Energy minister Michael Shanks also told MPs that some areas will have to host “nationally significant” power infrastructure such as solar farms in response to concerns expressed about the “detrimental impacts” on communities.
MPs had a general debate on Friday on making Britain a “clean energy superpower”, with the Great British Energy Bill due to receive its second reading after the summer recess.
Conservative MP for Huntingdon Ben Obese-Jecty raised the East Park Energy solar farm, a proposed project in his constituency, which he said would be “larger than Gatwick Airport”.
He said local residents have “grave concerns” over the scale of the development and asked the minister if he would commit to rural communities having a say on the Government allowing large solar farms to be built in their local areas “given the detrimental impacts”.
Mr Shanks replied: “We’re not in any way going to remove the ability of communities to be part of, of course, a consultation process in the planning system.”
He added: “But at some point, we have to have this national recognition that there is infrastructure that we need that is nationally significant.
“Some communities will have to host that infrastructure and there should be benefits for those communities in doing it.
“But that doesn’t mean that we should stop doing it and I’m afraid the days of Government passing the buck to a future generation to fix these issues are gone.
“We need to tackle this crisis and that means we will be building and there will be projects in communities, with consultation of course, but nationally significant projects will have to go ahead if we want to reach the targets by 2030.”
Shadow energy secretary Claire Coutinho said Prime Minister Sir Keir Starmer has sold his MPs down the river and that energy bills will not reduce under Labour.
Ms Coutinho said: “The people now sitting on the benches behind the minister will have been telling their new constituents that their plans would save them £300 on their energy bills – they said it in hustings, they said it on local media, they said it on their leaflets. But they will have noticed by now that their ministers are no longer saying that at all.
“And this is the problem, when you get into government, and you speak in the House, you cannot use numbers for which you have no basis.”
This was met with laughter from the Labour benches.
Ms Coutinho continued: “They will learn this, they laugh, but their voters won’t forget that they made them that promise.”
She added: “They all know that their leadership has sold them down the river on this one, because the Prime Minister and the Secretary of State know those savings cannot be delivered. In fact, their approach to energy will add huge costs to people’s bills.
“That’s not us being evil Tories on this side of the House, that’s also the view of the European lead for Mitsubishi Power who said that Labour Party plans would require a huge sacrifice from Brits.”
Former Conservative Party chairman Richard Holden also criticised the Government over its claim that clean energy plans would knock £300 off bills.
He said: “It’s been causing quite a lot of confusion in the national media over the last couple of days when Downing Street have been saying one thing, (Mr Shanks’) department have been saying another.”
Mr Shanks replied: “I think it does take a bit of a brass neck to come here and talk about bringing down bills when the government that he supported for a long time saw those skyrocket.

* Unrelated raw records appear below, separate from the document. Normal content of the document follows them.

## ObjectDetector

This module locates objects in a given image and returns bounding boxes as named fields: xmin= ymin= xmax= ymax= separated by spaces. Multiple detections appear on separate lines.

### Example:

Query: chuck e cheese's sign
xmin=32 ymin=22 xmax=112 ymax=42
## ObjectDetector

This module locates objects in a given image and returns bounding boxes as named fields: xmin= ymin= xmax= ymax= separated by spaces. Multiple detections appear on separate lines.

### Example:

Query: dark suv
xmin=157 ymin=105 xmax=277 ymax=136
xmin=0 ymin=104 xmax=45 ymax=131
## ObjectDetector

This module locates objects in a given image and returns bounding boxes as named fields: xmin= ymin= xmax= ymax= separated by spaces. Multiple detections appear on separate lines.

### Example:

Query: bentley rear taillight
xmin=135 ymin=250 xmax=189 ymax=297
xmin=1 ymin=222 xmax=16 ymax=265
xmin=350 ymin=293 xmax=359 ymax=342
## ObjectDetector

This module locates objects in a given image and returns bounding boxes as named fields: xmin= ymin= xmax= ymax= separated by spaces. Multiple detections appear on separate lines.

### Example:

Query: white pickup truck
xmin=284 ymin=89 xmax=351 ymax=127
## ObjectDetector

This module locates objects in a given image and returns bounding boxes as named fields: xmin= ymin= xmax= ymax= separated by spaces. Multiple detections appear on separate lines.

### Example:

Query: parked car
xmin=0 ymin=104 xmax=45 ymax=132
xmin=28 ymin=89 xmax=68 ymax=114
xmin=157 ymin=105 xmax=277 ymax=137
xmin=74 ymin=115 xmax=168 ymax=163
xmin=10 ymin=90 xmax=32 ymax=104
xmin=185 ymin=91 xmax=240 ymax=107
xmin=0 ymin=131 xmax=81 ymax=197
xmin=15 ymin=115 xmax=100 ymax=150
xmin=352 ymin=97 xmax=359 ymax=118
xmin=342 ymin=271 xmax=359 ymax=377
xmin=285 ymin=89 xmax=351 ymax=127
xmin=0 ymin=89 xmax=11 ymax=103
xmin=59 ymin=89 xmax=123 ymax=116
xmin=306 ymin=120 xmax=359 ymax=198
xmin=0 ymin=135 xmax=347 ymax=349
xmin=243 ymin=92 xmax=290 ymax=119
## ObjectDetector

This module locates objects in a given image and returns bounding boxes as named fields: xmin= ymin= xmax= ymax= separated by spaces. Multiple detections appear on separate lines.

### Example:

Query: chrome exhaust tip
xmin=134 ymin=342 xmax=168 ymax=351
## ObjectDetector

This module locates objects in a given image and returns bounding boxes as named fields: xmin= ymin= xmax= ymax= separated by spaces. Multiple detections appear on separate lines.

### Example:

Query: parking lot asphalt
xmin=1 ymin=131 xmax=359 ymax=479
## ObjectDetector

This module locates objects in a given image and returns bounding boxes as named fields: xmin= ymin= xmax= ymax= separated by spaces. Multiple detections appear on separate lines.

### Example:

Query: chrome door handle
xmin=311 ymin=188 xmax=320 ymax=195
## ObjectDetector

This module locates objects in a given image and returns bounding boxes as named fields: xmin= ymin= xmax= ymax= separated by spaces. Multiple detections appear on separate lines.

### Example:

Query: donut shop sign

“We’ve been very clear, bills will come down, we said that throughout the campaign, we said that yesterday and we stand by that because bills must come down, but this isn’t going to happen overnight.”
Elsewhere in the debate, Liberal Democrat spokesperson for climate change Wera Hobhouse said the race to net zero is the “major economic opportunity of the century”.
She said: “The green economy must sit at the heart of economic growth, and the Government has work to do to reverse the damaging narrative of the previous government, that this is about green versus growth.
“And also to reverse the unforgivable failures of the last Conservative government, which delayed, blocked or even reversed urgent action on climate change. Now is the time to move forward.”
Winding up, Tory shadow energy minister Joy Morrissey pointed to plans for a Government-backed company called GB Energy to “accelerate Britain’s pathway to energy independence”.
Ms Morrissey said the plan “is simply the Government subsidising high-risk projects for the private sector on the one hand, whilst decimating our oil and gas industry on the other”.
Ms Hobhouse intervened and said: “Is the shadow minister not aware that exactly this negative narrative from her party has held us back in the way to net zero?”
In his winding up speech, Mr Shanks said: “The rhetoric that we’re now hearing from this Conservative Party is a million miles from that David Cameron conservatism that said we should take the environment seriously.”
He added: “The reason that we’re on this journey is not because of some sort of ideological commitment to net zero, but because we know it is the only way to deliver the energy security that we need to reduce our dependence on volatile gas prices and to deliver the cheaper energy that we know will bring down bills.”